Reporters sans frontières dénonce la condamnation de Sabri Ejder Öziç, ancien directeur de Radyo Dünya, à une peine d'un an de prison pour "insulte et moquerie envers le Parlement", institution qu'il avait qualifiée de "terroriste".
Reporters sans frontières dénonce une fois de plus l'utilisation abusive de l'article 301 du code pénal turc (« humiliation de l'identité turque, de la République et des organes ou institutions d'Etat ») après la condamnation, le 20 avril 2006, de Sabri Ejder Öziç, ancien directeur de la station locale Radyo Dünya à Adana (sud du pays), à six mois de prison pour « insulte envers le Parlement ».

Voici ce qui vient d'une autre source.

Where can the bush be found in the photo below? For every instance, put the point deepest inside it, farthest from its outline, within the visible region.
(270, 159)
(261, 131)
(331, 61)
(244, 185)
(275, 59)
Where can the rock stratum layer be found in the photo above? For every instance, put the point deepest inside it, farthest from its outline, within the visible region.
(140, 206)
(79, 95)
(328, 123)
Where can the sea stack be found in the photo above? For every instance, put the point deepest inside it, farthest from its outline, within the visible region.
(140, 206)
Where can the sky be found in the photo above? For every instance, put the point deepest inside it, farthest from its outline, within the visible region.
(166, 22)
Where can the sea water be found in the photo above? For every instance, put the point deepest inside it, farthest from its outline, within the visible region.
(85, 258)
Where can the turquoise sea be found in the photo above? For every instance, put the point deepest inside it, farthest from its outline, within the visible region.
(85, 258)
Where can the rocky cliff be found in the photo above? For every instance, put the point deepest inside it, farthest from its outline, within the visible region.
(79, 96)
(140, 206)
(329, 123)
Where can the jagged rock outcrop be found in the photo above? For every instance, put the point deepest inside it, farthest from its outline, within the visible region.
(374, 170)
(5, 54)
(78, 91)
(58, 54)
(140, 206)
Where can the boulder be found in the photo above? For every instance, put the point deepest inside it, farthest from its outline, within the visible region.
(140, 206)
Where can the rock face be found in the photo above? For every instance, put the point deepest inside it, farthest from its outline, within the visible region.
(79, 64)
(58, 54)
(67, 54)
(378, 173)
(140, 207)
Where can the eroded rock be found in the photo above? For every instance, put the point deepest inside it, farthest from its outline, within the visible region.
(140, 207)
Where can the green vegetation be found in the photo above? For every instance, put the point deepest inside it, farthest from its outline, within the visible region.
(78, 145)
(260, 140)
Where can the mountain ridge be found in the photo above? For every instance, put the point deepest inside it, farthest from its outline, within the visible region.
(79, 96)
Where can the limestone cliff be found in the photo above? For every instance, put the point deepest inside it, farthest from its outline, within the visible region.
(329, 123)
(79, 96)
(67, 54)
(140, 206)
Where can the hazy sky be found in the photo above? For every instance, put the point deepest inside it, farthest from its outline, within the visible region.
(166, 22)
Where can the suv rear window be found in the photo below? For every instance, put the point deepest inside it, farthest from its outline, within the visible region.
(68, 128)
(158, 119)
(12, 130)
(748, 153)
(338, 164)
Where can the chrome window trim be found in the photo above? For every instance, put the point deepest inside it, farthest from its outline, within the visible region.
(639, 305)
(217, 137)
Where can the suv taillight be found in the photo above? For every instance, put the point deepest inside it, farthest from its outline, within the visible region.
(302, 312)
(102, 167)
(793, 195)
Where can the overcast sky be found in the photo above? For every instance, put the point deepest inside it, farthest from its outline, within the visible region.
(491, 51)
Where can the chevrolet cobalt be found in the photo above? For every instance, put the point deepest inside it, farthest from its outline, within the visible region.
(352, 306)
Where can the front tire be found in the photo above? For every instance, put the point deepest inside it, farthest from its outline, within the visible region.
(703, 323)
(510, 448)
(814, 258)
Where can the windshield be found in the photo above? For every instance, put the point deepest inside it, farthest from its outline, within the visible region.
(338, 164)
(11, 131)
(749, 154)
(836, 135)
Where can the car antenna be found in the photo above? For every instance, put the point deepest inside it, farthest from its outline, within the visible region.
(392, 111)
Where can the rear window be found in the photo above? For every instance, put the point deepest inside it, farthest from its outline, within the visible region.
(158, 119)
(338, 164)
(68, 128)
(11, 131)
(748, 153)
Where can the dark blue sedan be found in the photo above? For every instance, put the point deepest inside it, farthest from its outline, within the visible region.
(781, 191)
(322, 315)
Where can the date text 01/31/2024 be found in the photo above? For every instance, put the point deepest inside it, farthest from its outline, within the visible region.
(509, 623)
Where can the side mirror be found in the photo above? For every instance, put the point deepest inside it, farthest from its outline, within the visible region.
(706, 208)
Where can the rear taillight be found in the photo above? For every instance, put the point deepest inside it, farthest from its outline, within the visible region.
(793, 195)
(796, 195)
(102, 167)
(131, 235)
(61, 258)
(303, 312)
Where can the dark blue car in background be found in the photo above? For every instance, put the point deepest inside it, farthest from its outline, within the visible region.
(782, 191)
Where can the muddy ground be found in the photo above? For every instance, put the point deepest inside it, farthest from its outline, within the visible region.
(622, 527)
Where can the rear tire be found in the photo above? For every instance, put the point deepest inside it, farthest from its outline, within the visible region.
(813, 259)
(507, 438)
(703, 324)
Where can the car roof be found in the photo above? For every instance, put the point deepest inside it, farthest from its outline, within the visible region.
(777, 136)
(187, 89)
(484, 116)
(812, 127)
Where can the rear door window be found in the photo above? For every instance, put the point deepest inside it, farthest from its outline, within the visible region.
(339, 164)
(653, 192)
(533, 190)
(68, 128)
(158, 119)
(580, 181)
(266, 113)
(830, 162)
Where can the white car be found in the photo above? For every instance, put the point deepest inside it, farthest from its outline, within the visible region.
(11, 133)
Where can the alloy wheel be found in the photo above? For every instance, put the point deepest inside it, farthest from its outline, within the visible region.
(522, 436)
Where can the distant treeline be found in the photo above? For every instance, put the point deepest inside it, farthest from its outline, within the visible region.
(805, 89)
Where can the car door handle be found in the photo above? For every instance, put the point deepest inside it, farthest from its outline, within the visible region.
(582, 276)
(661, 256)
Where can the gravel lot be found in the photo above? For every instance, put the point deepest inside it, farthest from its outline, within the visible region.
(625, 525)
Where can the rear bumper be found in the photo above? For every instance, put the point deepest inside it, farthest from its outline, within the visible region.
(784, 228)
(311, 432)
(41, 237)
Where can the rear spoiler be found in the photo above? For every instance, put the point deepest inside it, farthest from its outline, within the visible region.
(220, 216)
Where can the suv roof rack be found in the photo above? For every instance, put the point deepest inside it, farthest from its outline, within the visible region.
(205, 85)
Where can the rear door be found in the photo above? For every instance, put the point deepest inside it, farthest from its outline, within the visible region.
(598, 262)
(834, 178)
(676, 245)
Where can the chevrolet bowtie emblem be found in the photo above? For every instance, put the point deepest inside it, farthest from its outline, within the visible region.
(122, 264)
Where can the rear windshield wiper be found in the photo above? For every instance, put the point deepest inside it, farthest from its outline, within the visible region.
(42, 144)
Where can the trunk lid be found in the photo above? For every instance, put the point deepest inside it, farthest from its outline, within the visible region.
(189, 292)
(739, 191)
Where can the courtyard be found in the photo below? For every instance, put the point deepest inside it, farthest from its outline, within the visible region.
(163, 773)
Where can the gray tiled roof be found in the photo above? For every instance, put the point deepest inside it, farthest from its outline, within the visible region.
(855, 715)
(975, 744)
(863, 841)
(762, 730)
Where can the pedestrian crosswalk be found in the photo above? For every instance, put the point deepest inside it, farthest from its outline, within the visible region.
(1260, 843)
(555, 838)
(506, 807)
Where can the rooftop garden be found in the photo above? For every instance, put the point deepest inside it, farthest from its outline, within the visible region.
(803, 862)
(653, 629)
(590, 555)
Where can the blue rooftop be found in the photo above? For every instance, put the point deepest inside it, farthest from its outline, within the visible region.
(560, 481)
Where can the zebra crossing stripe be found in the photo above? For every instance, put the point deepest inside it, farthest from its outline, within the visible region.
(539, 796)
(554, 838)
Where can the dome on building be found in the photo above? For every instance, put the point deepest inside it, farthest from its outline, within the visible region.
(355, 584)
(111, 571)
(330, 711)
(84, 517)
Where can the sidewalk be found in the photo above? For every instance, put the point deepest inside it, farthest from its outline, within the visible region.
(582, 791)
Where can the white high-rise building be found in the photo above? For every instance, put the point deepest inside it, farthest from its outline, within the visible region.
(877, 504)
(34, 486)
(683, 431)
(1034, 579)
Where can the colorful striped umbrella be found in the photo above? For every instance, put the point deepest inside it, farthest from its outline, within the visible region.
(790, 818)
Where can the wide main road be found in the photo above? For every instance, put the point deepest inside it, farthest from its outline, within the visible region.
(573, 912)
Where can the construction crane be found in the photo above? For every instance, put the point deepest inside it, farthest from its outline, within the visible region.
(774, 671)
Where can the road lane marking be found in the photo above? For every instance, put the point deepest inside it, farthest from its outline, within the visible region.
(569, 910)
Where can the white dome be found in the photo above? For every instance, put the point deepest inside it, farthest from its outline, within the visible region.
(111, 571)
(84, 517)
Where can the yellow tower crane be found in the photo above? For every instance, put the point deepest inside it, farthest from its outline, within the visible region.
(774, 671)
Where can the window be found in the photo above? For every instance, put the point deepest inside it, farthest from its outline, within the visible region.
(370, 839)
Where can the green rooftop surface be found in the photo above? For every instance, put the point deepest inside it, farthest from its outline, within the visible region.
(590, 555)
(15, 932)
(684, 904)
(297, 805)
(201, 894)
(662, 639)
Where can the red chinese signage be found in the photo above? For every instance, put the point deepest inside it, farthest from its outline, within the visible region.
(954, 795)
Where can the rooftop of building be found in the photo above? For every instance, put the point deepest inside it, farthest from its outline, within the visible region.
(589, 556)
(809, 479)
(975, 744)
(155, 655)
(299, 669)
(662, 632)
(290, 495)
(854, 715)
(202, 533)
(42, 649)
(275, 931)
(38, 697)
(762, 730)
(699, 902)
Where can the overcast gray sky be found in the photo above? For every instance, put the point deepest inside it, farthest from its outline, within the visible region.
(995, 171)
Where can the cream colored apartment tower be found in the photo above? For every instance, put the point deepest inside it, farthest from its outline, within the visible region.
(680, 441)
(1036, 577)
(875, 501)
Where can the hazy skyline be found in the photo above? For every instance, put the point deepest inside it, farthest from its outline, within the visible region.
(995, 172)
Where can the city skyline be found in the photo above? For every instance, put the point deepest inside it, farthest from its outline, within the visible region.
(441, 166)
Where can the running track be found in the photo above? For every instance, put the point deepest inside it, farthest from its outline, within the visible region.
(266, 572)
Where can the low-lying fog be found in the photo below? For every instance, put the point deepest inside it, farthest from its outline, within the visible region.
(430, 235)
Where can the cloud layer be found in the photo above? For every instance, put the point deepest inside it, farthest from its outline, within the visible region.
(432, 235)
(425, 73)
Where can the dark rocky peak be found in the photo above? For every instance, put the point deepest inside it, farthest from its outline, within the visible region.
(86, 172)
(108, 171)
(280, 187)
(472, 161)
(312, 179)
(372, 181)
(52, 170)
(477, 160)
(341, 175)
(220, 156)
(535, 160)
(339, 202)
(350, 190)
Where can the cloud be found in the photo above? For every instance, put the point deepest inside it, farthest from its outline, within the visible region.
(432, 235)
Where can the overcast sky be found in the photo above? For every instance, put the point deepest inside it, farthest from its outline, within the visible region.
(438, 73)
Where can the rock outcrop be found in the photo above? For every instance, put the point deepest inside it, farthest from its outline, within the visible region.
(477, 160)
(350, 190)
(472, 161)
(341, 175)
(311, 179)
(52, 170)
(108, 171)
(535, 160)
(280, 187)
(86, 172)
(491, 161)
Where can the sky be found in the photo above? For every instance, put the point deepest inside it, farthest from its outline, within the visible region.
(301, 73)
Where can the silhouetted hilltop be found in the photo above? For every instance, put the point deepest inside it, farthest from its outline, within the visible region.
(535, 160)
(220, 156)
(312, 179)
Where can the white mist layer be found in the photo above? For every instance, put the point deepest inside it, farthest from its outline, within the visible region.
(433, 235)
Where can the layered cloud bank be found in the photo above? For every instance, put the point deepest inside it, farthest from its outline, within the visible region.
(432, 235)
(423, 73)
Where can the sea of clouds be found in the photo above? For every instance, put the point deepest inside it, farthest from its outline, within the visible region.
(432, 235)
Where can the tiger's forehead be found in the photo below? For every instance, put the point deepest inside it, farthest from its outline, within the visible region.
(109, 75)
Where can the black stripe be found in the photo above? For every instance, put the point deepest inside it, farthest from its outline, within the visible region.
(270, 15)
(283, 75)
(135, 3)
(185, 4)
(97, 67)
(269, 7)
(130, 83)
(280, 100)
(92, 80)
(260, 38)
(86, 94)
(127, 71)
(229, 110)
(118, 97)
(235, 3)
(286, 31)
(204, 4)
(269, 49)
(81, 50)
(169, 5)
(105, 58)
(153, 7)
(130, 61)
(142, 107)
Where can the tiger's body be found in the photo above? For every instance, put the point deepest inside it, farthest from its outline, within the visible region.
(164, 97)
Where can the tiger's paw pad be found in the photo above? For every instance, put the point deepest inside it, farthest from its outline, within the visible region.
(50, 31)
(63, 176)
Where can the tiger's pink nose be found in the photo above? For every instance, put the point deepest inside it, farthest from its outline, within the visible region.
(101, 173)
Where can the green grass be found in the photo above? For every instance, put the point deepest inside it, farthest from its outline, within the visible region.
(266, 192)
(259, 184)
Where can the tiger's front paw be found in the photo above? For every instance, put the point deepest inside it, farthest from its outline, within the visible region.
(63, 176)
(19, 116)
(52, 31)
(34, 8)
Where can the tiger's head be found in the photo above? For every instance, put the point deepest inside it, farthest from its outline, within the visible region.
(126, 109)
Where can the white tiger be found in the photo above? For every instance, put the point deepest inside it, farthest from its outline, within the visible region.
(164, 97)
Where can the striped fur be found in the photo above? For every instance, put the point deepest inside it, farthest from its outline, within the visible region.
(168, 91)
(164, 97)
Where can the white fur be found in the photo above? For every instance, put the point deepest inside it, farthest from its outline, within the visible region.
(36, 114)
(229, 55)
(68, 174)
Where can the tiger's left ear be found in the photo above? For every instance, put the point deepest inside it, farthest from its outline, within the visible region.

Le journaliste, condamné en première instance à un an de prison le 30 décembre 2003, a vu sa peine réduite de moitié lors d'un second jugement, après l'annulation du premier par la Cour de cassation, en raison de l'adoption d'un nouveau code pénal en Turquie, en juin 2005.
Sabri Ejder Öziç avait été condamné pour des propos tenus, le 24 février 2003, dans son émission « Journal de bord du capitaine », dans laquelle il avait critiqué la décision du Parlement d'autoriser la présence de troupes étrangères sur le sol turc et d'envoyer des soldats en Irak.
Meric Tumer, l'avocat du journaliste, va faire appel de cette sentence dans les prochains jours. En attendant, Sabri Ejder Öziç reste en liberté.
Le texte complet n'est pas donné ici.